Some of the student-athletes at N.C. Central University are taking care of their responsibilities both in their respective sports and in the classroom.
“Our students are students first. We want them to understand we don’t take how they do academically lightly,” NCCU assistant athletic director Kwadjo Steele said.
According to Steele, the athletic department as a whole achieved a cumulative grade point average of 3.04 for the Fall semester. In all, 162 student-athletes earned a GPA of 3.0 or higher last semester, with 36 of them earning a 4.0.
Steele said the key to success for student-athletes is excellent time management skills, which is not always easy to master.
“You’re talking about people who may be the most tired folks on the planet. And then having to turn around and study, while also finding a social life,” Steele said. “It’s hard.”
For sophomore volleyball player Loren Johnson, a typical day in-season starts at 7 a.m. to get ready for practice from 8-11a.m.
After practice, she rushes to the cafeteria and hurries to eat a meal before class.
In between classes she has to return to the gym for team lift, and after that she walks across campus to attend her last class of the day.
Finally, she is able to fit in time to eat dinner and talk with her friends, but only for a little while because it’s now time to complete her homework.
At the end of the day she is exhausted. She showers, and hopefully gets enough sleep to repeat the same process another day.
“The life of a student-athlete is not for the weak,” Johnson said.
“You have to be sure you have great time management skills, and communicate with your coaches and professors because you’re going to have a lot of conflicts with traveling and practice times.
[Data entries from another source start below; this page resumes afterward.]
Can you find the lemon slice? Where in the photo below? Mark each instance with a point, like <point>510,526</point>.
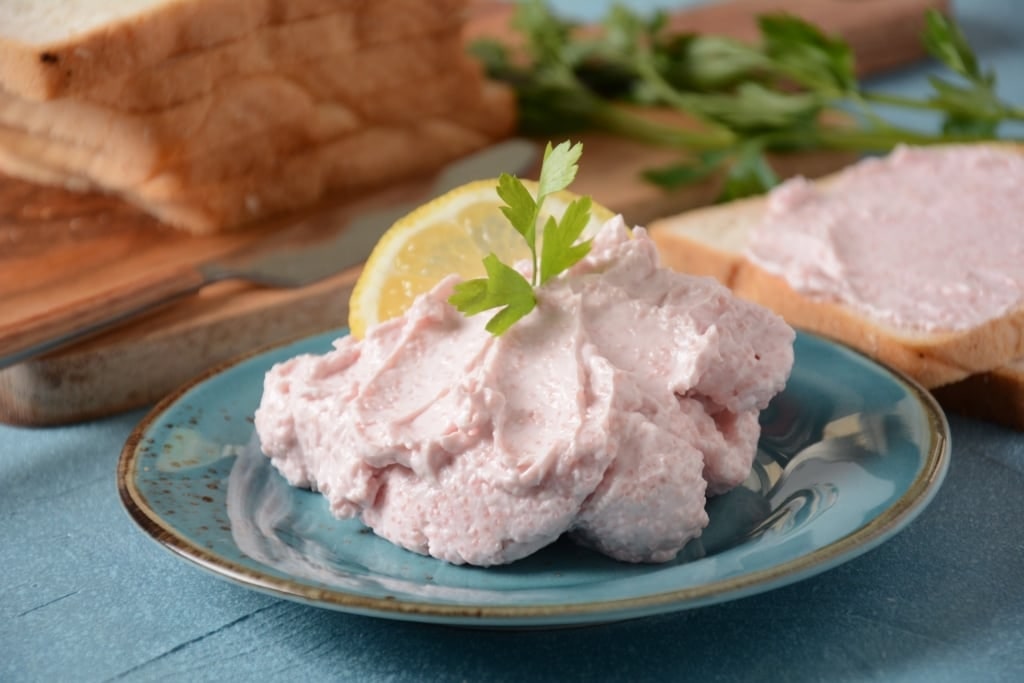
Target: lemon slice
<point>449,235</point>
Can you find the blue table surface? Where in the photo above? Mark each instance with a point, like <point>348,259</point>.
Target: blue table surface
<point>85,595</point>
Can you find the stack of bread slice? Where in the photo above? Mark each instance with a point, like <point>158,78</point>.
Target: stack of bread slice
<point>211,114</point>
<point>976,371</point>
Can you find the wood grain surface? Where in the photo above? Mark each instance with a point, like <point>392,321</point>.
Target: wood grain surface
<point>59,249</point>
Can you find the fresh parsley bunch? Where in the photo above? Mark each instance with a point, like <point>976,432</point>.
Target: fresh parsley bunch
<point>506,288</point>
<point>751,99</point>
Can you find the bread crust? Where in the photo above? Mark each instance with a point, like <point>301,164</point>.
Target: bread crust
<point>175,28</point>
<point>356,161</point>
<point>995,395</point>
<point>209,156</point>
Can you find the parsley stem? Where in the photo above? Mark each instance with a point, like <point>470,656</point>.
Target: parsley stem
<point>857,139</point>
<point>1007,111</point>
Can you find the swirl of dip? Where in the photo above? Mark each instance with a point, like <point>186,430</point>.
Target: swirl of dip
<point>609,413</point>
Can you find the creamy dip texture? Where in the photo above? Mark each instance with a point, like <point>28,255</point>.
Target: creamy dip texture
<point>925,239</point>
<point>609,413</point>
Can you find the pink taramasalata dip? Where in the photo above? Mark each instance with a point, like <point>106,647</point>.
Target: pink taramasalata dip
<point>609,412</point>
<point>926,239</point>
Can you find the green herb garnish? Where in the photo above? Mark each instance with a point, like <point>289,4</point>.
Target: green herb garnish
<point>773,96</point>
<point>505,287</point>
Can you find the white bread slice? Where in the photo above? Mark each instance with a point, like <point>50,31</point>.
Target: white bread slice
<point>242,104</point>
<point>322,52</point>
<point>203,159</point>
<point>365,158</point>
<point>50,48</point>
<point>712,241</point>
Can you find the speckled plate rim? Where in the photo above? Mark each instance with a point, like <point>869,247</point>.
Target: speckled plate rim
<point>886,524</point>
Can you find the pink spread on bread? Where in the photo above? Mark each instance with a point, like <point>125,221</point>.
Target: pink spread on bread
<point>928,240</point>
<point>610,412</point>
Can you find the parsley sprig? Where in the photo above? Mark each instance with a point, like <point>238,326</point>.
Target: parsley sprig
<point>751,99</point>
<point>559,249</point>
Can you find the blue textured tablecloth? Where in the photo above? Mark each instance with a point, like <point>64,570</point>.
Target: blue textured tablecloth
<point>85,595</point>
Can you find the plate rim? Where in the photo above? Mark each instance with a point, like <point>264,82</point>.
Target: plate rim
<point>914,500</point>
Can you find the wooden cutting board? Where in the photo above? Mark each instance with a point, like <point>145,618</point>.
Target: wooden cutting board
<point>55,245</point>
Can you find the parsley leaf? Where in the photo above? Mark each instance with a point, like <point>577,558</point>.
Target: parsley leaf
<point>506,288</point>
<point>794,89</point>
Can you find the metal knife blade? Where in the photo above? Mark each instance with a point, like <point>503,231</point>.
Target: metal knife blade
<point>308,250</point>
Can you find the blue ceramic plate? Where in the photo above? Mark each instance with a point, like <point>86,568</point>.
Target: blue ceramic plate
<point>850,454</point>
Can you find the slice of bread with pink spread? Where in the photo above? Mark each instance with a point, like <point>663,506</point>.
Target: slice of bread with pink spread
<point>976,367</point>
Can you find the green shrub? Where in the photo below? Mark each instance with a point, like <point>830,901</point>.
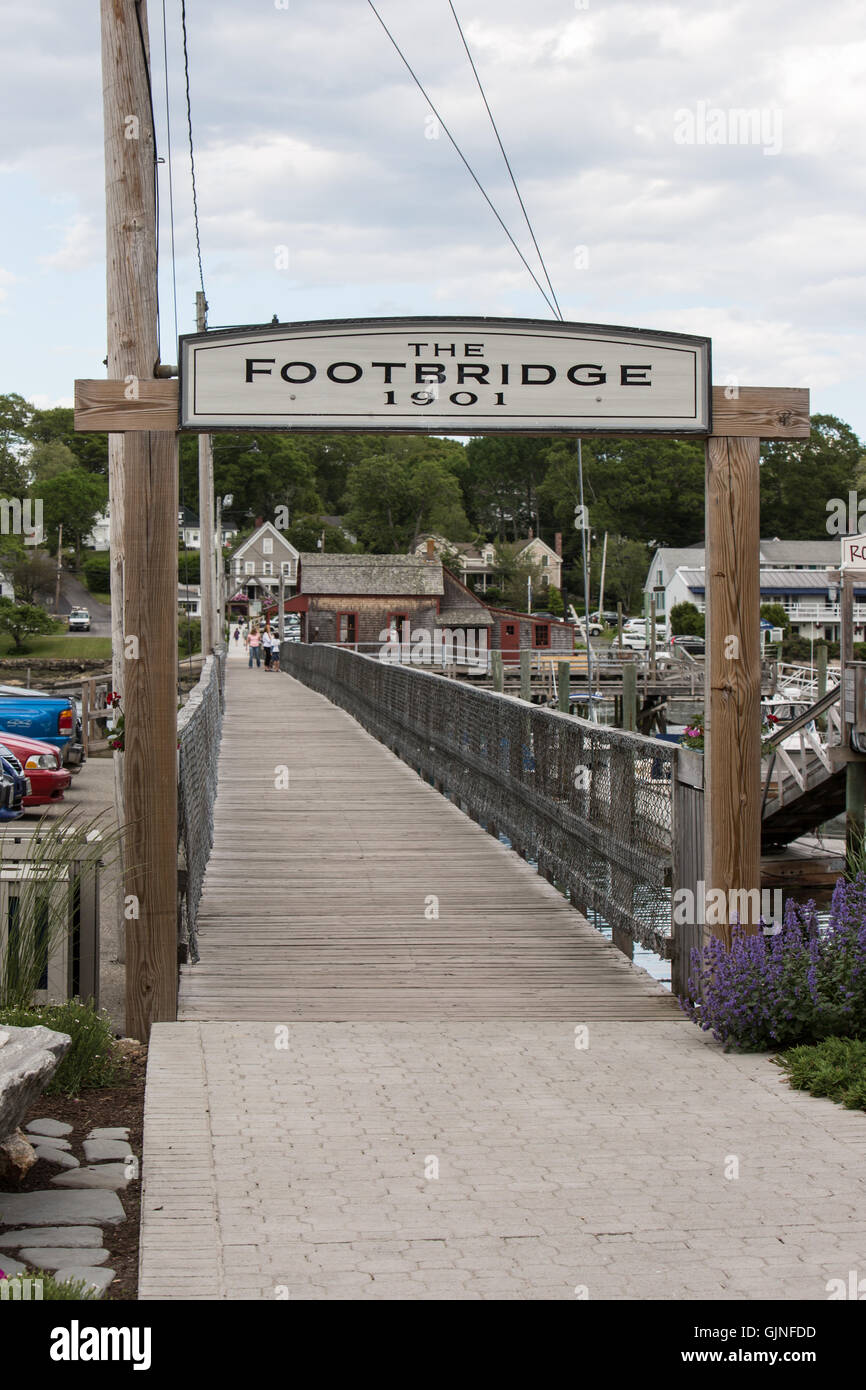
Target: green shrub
<point>92,1059</point>
<point>97,571</point>
<point>834,1068</point>
<point>75,1290</point>
<point>189,635</point>
<point>687,620</point>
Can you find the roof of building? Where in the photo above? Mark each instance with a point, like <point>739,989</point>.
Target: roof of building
<point>373,574</point>
<point>773,581</point>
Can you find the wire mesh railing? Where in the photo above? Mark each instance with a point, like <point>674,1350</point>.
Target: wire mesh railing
<point>199,727</point>
<point>588,804</point>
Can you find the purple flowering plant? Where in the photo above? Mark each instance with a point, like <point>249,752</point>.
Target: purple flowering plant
<point>795,986</point>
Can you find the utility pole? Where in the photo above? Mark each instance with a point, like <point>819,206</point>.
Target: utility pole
<point>149,527</point>
<point>59,567</point>
<point>207,570</point>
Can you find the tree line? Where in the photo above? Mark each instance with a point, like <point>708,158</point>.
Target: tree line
<point>389,489</point>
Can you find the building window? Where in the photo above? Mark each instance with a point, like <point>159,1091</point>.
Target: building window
<point>346,627</point>
<point>398,623</point>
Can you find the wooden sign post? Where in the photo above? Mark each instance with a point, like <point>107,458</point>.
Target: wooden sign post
<point>149,528</point>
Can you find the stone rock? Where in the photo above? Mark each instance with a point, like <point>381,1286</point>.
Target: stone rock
<point>17,1157</point>
<point>56,1155</point>
<point>100,1150</point>
<point>107,1175</point>
<point>67,1236</point>
<point>53,1129</point>
<point>28,1061</point>
<point>97,1278</point>
<point>54,1257</point>
<point>60,1208</point>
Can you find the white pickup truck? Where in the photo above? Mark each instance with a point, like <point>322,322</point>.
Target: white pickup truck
<point>79,620</point>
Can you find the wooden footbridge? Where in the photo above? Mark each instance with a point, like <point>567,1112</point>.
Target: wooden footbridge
<point>342,886</point>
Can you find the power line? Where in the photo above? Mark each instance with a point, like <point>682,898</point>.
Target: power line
<point>405,60</point>
<point>174,267</point>
<point>192,153</point>
<point>506,159</point>
<point>156,181</point>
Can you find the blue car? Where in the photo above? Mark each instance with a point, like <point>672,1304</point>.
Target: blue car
<point>14,786</point>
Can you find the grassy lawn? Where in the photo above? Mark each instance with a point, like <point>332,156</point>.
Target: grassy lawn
<point>60,647</point>
<point>834,1068</point>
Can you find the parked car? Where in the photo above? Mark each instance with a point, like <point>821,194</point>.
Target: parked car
<point>42,766</point>
<point>688,642</point>
<point>79,620</point>
<point>49,717</point>
<point>14,786</point>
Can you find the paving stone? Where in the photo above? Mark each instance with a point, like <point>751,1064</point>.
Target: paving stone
<point>99,1279</point>
<point>60,1208</point>
<point>54,1127</point>
<point>67,1236</point>
<point>107,1175</point>
<point>56,1257</point>
<point>56,1155</point>
<point>99,1150</point>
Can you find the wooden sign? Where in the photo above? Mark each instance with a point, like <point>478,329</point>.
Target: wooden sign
<point>854,552</point>
<point>445,375</point>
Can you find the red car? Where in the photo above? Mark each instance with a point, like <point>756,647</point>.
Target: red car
<point>42,763</point>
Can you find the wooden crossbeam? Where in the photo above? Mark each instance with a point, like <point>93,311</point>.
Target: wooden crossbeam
<point>756,412</point>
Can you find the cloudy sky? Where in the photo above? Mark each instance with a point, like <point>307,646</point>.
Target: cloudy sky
<point>654,203</point>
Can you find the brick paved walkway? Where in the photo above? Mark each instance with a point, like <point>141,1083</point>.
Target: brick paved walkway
<point>306,1172</point>
<point>309,1169</point>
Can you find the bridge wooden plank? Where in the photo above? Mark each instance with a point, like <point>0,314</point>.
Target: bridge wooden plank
<point>314,895</point>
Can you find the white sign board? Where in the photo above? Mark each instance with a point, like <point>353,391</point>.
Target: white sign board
<point>445,375</point>
<point>854,552</point>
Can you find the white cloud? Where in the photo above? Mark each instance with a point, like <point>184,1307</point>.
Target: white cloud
<point>82,245</point>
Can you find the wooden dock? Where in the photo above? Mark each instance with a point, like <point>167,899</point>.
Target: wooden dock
<point>357,893</point>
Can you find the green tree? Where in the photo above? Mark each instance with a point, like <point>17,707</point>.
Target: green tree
<point>687,620</point>
<point>801,477</point>
<point>501,478</point>
<point>306,531</point>
<point>515,567</point>
<point>72,499</point>
<point>46,460</point>
<point>56,426</point>
<point>22,620</point>
<point>31,571</point>
<point>15,414</point>
<point>391,501</point>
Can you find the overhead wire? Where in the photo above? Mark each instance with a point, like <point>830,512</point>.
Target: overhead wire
<point>470,170</point>
<point>508,164</point>
<point>192,153</point>
<point>156,182</point>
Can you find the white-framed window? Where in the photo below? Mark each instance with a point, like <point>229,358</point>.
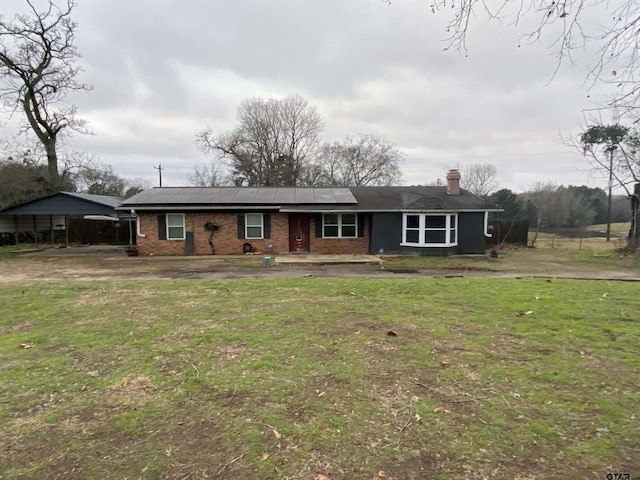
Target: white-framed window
<point>175,226</point>
<point>253,225</point>
<point>430,229</point>
<point>339,225</point>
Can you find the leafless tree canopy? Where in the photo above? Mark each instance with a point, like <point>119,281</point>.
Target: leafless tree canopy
<point>479,179</point>
<point>569,25</point>
<point>362,160</point>
<point>37,68</point>
<point>273,142</point>
<point>613,150</point>
<point>208,174</point>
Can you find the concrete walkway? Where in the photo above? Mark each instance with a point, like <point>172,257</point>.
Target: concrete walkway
<point>325,259</point>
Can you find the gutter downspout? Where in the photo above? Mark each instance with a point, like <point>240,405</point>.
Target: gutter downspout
<point>486,225</point>
<point>138,232</point>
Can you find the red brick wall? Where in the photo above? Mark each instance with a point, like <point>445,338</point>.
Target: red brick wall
<point>338,246</point>
<point>226,239</point>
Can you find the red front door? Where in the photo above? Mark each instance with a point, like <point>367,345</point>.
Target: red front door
<point>298,232</point>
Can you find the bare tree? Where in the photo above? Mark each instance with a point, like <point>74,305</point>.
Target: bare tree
<point>38,70</point>
<point>542,196</point>
<point>99,179</point>
<point>274,141</point>
<point>479,179</point>
<point>566,26</point>
<point>361,160</point>
<point>208,174</point>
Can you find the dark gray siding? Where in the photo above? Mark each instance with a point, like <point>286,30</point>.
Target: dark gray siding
<point>471,237</point>
<point>386,234</point>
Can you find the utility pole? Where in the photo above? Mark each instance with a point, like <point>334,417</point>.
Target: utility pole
<point>159,168</point>
<point>611,149</point>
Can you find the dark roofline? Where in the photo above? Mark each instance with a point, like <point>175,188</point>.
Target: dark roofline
<point>109,201</point>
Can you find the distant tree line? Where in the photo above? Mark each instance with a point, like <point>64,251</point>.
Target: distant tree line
<point>24,177</point>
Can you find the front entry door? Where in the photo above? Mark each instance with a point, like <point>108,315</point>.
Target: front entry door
<point>298,232</point>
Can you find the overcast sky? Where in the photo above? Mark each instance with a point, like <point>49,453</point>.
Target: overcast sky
<point>164,69</point>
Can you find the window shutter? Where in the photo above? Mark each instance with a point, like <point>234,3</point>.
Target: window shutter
<point>241,226</point>
<point>266,219</point>
<point>162,227</point>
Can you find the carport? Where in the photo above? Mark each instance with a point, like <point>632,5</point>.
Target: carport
<point>51,213</point>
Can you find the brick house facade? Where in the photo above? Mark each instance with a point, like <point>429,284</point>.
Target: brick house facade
<point>418,220</point>
<point>226,241</point>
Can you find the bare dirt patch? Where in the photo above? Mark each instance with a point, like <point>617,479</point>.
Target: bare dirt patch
<point>112,264</point>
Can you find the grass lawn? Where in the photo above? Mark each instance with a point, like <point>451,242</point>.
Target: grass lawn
<point>300,378</point>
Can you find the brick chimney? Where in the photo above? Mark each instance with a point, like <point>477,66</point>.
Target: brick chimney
<point>453,182</point>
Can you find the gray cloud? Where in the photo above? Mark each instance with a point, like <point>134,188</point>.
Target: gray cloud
<point>164,69</point>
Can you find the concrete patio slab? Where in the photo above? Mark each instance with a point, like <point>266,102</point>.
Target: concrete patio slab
<point>326,259</point>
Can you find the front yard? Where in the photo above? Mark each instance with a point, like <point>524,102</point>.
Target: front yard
<point>303,378</point>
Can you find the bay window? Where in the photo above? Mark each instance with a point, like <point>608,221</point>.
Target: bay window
<point>339,225</point>
<point>430,230</point>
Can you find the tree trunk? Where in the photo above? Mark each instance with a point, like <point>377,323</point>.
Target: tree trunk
<point>52,165</point>
<point>634,234</point>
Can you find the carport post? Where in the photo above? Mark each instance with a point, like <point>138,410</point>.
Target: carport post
<point>35,230</point>
<point>15,225</point>
<point>130,229</point>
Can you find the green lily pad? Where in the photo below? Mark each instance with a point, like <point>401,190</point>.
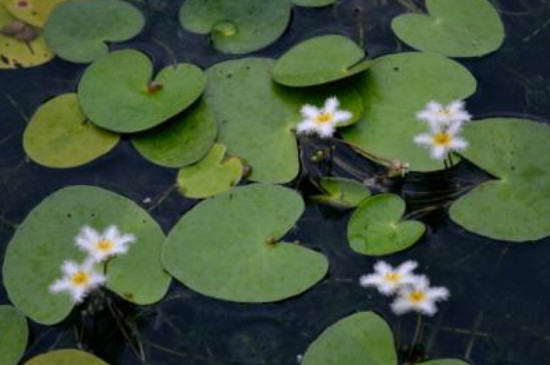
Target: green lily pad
<point>46,238</point>
<point>313,3</point>
<point>210,176</point>
<point>320,60</point>
<point>237,26</point>
<point>59,135</point>
<point>517,153</point>
<point>33,12</point>
<point>465,28</point>
<point>376,227</point>
<point>226,247</point>
<point>15,333</point>
<point>256,117</point>
<point>115,95</point>
<point>395,88</point>
<point>66,357</point>
<point>363,338</point>
<point>18,54</point>
<point>181,142</point>
<point>342,193</point>
<point>77,30</point>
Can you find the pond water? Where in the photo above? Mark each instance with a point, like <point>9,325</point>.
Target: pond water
<point>499,311</point>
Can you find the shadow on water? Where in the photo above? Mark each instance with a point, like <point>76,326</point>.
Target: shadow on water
<point>499,313</point>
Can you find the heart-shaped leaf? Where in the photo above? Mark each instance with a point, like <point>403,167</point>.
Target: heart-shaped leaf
<point>363,338</point>
<point>18,54</point>
<point>342,193</point>
<point>66,357</point>
<point>226,247</point>
<point>237,26</point>
<point>376,227</point>
<point>15,333</point>
<point>320,60</point>
<point>465,28</point>
<point>46,238</point>
<point>77,30</point>
<point>34,12</point>
<point>256,117</point>
<point>395,88</point>
<point>59,135</point>
<point>181,142</point>
<point>210,176</point>
<point>116,92</point>
<point>517,153</point>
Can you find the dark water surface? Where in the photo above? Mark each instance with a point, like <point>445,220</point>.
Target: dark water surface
<point>499,312</point>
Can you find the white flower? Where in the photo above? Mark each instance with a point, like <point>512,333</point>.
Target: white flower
<point>388,279</point>
<point>101,246</point>
<point>78,280</point>
<point>419,298</point>
<point>439,114</point>
<point>324,121</point>
<point>442,141</point>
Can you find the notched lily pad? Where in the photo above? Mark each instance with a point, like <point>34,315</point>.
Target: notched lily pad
<point>517,153</point>
<point>342,193</point>
<point>18,54</point>
<point>227,247</point>
<point>210,176</point>
<point>15,333</point>
<point>181,142</point>
<point>237,26</point>
<point>117,92</point>
<point>376,227</point>
<point>50,229</point>
<point>77,30</point>
<point>465,28</point>
<point>66,357</point>
<point>320,60</point>
<point>395,88</point>
<point>360,339</point>
<point>60,136</point>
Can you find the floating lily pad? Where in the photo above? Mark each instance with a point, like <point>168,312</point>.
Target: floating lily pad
<point>395,88</point>
<point>117,92</point>
<point>342,193</point>
<point>210,176</point>
<point>361,339</point>
<point>66,357</point>
<point>517,153</point>
<point>46,238</point>
<point>256,117</point>
<point>34,12</point>
<point>237,26</point>
<point>77,30</point>
<point>320,60</point>
<point>181,142</point>
<point>18,54</point>
<point>14,337</point>
<point>376,227</point>
<point>59,135</point>
<point>227,247</point>
<point>313,3</point>
<point>465,28</point>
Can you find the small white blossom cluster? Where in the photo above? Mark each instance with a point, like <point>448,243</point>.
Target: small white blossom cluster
<point>412,292</point>
<point>79,279</point>
<point>445,124</point>
<point>323,121</point>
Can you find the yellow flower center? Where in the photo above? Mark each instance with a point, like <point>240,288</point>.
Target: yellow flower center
<point>81,278</point>
<point>442,139</point>
<point>105,245</point>
<point>324,118</point>
<point>392,277</point>
<point>417,296</point>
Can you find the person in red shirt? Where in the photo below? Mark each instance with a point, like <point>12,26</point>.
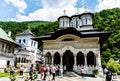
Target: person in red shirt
<point>42,70</point>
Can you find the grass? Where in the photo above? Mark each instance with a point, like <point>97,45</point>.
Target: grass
<point>7,74</point>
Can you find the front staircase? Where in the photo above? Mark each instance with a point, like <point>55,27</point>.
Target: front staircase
<point>70,74</point>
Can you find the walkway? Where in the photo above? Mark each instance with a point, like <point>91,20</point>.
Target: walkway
<point>71,77</point>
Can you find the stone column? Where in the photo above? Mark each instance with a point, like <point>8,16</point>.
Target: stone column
<point>85,59</point>
<point>61,59</point>
<point>75,64</point>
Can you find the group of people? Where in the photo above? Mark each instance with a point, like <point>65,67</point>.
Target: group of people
<point>108,74</point>
<point>47,71</point>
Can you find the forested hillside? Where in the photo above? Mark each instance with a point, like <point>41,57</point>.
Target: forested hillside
<point>107,19</point>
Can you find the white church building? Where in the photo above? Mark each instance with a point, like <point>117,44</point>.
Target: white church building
<point>29,52</point>
<point>75,44</point>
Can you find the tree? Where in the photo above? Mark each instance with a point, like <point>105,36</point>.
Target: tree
<point>113,65</point>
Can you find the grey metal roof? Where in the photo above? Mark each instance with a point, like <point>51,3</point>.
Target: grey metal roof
<point>4,36</point>
<point>26,32</point>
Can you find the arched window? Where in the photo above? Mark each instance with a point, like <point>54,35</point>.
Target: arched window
<point>24,40</point>
<point>19,41</point>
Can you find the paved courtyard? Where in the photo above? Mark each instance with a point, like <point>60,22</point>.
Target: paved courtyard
<point>62,79</point>
<point>59,78</point>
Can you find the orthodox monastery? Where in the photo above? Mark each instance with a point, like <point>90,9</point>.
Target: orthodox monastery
<point>76,44</point>
<point>7,47</point>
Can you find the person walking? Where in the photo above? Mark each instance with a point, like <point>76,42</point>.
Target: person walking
<point>12,68</point>
<point>42,70</point>
<point>31,72</point>
<point>53,70</point>
<point>21,70</point>
<point>82,72</point>
<point>109,75</point>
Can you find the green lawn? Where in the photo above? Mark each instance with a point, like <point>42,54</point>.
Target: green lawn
<point>7,74</point>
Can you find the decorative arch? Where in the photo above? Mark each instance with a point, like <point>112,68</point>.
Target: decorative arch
<point>91,59</point>
<point>68,60</point>
<point>65,48</point>
<point>80,59</point>
<point>57,58</point>
<point>48,58</point>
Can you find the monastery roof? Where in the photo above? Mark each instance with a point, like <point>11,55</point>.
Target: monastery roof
<point>82,34</point>
<point>26,32</point>
<point>4,37</point>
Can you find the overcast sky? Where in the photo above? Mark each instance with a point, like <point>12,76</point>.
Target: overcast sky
<point>49,10</point>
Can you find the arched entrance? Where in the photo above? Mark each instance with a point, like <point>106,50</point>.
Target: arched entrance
<point>57,59</point>
<point>80,59</point>
<point>48,58</point>
<point>91,60</point>
<point>68,60</point>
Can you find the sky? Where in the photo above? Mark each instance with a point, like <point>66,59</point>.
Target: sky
<point>49,10</point>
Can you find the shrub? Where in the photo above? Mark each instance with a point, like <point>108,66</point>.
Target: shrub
<point>95,72</point>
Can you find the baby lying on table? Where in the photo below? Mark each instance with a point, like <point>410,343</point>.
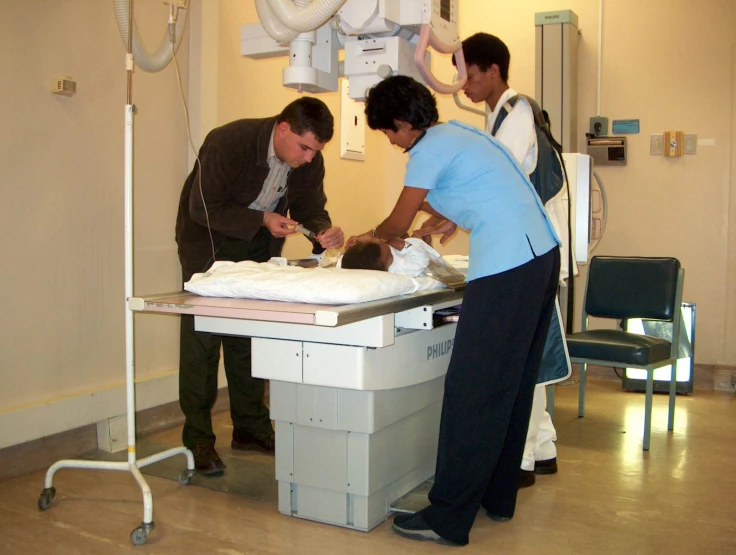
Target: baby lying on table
<point>411,257</point>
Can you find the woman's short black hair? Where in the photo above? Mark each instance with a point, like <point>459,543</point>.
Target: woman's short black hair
<point>400,98</point>
<point>309,114</point>
<point>363,256</point>
<point>484,50</point>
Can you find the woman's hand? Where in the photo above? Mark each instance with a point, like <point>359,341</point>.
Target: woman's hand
<point>359,238</point>
<point>436,226</point>
<point>278,225</point>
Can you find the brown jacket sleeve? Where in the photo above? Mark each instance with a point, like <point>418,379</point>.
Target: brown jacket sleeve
<point>228,188</point>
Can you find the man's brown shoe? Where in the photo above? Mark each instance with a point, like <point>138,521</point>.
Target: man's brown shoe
<point>253,441</point>
<point>206,460</point>
<point>526,478</point>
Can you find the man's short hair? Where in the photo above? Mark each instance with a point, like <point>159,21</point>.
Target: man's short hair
<point>309,114</point>
<point>484,50</point>
<point>400,98</point>
<point>363,256</point>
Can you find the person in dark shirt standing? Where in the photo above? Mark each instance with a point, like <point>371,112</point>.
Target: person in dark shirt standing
<point>234,207</point>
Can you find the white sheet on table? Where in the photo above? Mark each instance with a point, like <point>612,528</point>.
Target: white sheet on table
<point>267,281</point>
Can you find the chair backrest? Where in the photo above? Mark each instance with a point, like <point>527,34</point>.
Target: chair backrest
<point>632,287</point>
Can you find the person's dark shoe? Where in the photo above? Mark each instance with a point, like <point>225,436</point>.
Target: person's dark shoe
<point>414,527</point>
<point>253,441</point>
<point>526,478</point>
<point>546,467</point>
<point>206,460</point>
You just gotta find what works for you.”
Athletics don’t just swallow up a student’s time, they can also wear students down mentally.
“I feel like the most challenging part of being a student-athlete is not only time management, but finding the motivation to keep going with your work and practices,” Johnson’s teammate Kennedy Clark added. “Personally, I get burned out mid-season, so I just find it hard to find motivation to keep doing what I’m supposed to be doing.”
The transition from high school to collegiate athletics can be difficult, and many factors may go into an individual’s decision to continue playing in college.
“Senior year [of high school] I found people that were able to guide me through the process of going to the next step, and I felt that I was good enough to play in college,” freshman tennis player Naresh Bharathy said. “So I thought, why not just take the chance?”
According to Bharathy the biggest change when going from high school to college is the lack of adult supervision in college and how it can be difficult to maintain positive habits with so much freedom.
“There’s not really anyone looking after you,” Bharathy explained. “I think you kind of have to hold yourself accountable.”
Student-athletes with a GPA of 3.0 got some hard earned recognition at halftime in February at NCCU’s home basketball game against Coppin State University.
“It’s important to inform and celebrate,” Steele said. “We want our fans and the community to know what great people they are in the classroom and on the court or field.”
Steele said that he and his staff are “lucky” to have the opportunity to meet and work with a lot of talented students who also bring success to the university in their respective sports.
He added that it’s not always realistic to ask students to give 100 percent on the field and in the classroom, yet NCCU student-athletes are proving it can be done at an impressive rate.